Forum Moderators: phranque

Message Too Old, No Replies

Redirect with Exclusions

using htaccess to redirect a domain using exclusions

         

cucumberdesign

8:42 am on Mar 13, 2009 (gmt 0)

10+ Year Member



Hi guys,

I have written a rule to redirect any calls to one of my domains to redirect to another domain unless a specific folder(s) are called, in which case it should not redirect.

Due to the 2 domains both working off the same root folder I have put a condition on the host header to make sure that the rule only works on the specific domain.

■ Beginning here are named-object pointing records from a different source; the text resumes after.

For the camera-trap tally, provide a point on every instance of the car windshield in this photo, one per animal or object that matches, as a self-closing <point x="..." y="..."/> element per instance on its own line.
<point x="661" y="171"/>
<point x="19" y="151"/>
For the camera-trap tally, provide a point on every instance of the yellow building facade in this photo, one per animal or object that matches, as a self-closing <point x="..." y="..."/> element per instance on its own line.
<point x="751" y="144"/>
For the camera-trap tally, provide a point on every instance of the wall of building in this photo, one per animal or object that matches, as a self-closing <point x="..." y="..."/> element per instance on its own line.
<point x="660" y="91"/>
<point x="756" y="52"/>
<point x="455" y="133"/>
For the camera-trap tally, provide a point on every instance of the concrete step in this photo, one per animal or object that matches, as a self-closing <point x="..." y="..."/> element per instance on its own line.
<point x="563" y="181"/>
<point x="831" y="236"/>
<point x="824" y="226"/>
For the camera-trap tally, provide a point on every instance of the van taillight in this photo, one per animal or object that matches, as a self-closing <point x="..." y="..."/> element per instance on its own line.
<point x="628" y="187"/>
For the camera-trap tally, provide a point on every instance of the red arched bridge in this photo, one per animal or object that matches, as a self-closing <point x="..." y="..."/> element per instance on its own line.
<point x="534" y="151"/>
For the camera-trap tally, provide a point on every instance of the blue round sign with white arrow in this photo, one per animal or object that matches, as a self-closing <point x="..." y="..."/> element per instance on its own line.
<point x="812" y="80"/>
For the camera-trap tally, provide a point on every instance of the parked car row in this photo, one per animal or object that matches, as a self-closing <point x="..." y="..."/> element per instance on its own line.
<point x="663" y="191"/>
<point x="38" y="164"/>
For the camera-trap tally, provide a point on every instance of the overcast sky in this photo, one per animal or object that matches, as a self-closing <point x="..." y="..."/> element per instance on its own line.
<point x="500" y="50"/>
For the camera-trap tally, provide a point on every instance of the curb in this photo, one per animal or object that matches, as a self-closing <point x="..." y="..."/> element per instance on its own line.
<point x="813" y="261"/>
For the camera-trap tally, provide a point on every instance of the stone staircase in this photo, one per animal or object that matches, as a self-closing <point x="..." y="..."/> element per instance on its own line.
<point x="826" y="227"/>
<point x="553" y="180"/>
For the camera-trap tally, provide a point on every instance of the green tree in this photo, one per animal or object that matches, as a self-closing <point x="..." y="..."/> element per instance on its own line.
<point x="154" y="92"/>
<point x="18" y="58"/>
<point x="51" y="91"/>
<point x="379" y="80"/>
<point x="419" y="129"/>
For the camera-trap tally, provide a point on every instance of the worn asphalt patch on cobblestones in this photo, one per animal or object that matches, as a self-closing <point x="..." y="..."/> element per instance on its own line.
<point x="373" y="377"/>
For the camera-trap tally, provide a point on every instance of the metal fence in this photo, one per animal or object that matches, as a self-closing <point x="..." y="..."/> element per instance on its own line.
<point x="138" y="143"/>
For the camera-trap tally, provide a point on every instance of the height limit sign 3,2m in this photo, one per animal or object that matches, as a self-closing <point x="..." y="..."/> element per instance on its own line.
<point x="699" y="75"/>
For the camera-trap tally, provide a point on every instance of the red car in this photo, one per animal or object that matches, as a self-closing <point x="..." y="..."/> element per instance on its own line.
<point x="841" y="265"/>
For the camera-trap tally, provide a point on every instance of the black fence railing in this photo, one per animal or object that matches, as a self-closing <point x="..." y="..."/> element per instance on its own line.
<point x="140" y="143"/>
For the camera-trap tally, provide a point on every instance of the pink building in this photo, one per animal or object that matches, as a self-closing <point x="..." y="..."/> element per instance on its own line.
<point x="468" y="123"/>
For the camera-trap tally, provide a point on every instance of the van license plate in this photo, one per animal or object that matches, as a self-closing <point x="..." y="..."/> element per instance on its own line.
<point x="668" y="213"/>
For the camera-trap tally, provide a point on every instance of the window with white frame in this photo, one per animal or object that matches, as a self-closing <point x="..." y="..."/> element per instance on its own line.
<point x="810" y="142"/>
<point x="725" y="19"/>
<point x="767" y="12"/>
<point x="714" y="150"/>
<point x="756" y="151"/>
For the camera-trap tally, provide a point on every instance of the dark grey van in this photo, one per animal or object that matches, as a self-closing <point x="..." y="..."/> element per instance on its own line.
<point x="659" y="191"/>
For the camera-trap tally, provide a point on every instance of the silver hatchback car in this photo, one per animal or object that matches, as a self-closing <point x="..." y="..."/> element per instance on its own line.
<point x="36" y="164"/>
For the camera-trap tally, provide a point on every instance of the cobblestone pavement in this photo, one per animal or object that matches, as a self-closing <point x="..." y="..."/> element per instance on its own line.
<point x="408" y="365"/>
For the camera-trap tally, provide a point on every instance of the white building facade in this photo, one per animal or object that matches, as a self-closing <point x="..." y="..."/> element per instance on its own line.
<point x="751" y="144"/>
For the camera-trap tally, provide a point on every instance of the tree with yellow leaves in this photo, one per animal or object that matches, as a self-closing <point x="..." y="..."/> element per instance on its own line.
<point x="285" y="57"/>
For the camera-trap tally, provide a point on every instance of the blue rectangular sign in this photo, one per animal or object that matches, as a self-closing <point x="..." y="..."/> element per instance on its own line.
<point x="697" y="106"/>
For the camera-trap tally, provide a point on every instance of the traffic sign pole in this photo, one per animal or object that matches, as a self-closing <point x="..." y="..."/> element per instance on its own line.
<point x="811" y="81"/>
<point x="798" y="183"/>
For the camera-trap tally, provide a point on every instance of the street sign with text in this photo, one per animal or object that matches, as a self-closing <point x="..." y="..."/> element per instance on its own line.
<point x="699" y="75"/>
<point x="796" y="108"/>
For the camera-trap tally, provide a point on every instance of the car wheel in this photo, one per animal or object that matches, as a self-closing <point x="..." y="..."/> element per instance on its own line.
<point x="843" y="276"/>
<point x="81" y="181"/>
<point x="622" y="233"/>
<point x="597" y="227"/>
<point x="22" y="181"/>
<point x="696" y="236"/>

On my testing server it works correctly and redirects (i comment out the host header condition) but when I put it live it doesn't work.

Here is the rule.


# redirect all .co.uk requests to .com except the exclusions
RewriteCond %{HTTP_HOST} ^(www\.)?example\.co\.uk$
RewriteCond %{REQUEST_URI} !^/(softwareŠinclude)(/?Š/.*)?$
RewriteRule ^(.*)$ http://www.example.com/$1 [R=301,L]

The rule was working, but caused some redirect loops on the .com domain and now it no longer redirects in the live environment.

To test that the htaccess file was in fact working, I added some additional rules which work fine, so I have eliminated the possibility of htaccess not working.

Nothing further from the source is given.